A weight of 50.0 N is hung from the center of a stretched horizontal wire 10.0 meters long. It causes the wire to say 1.00m at its center. What is the force exerted by each half of the wire in supporting the weight?
1. due to symettry, assume each half is supporting 25N
So you are looking for tension.
SinTheta=1m/5m based on lengths
SinTheta=25N/tension based of forces
25/Tension=1/5
tension= 125N
check that.
Thank you so so much And I also posted another physics question down below if you don't mind helping me out?
To find the force exerted by each half of the wire in supporting the weight, you can use the concept of tension in a string or wire.
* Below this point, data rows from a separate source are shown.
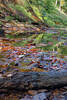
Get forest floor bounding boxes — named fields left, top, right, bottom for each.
left=0, top=20, right=67, bottom=100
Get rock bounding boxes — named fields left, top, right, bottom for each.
left=27, top=90, right=37, bottom=96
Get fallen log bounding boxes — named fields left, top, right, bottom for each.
left=0, top=70, right=67, bottom=90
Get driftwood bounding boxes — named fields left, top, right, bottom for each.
left=0, top=70, right=67, bottom=90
Here's how you can approach this problem:
Step 1: Understand the Setup
Consider the wire to be divided into two halves symmetrically. The weight is hung from the center of the wire, so the tension will be the same on both halves.
Step 2: Identify the Relevant Forces
There are two main forces acting on the wire: the weight hanging from the center and the tension in the wire.
Step 3: Determine the Total Tension
The total tension in the wire is equal to the weight. In this case, the weight is 50.0 N.
Step 4: Split the Tension
Since the wire is symmetrically divided into two halves, the tension will be equally distributed between the halves when the wire is in equilibrium.
Step 5: Calculate the Force Exerted by Each Half
To find the force exerted by each half of the wire, divide the total tension by 2. Therefore, the force exerted by each half of the wire is 50.0 N / 2 = 25.0 N.
So, the force exerted by each half of the wire in supporting the weight is 25.0 N.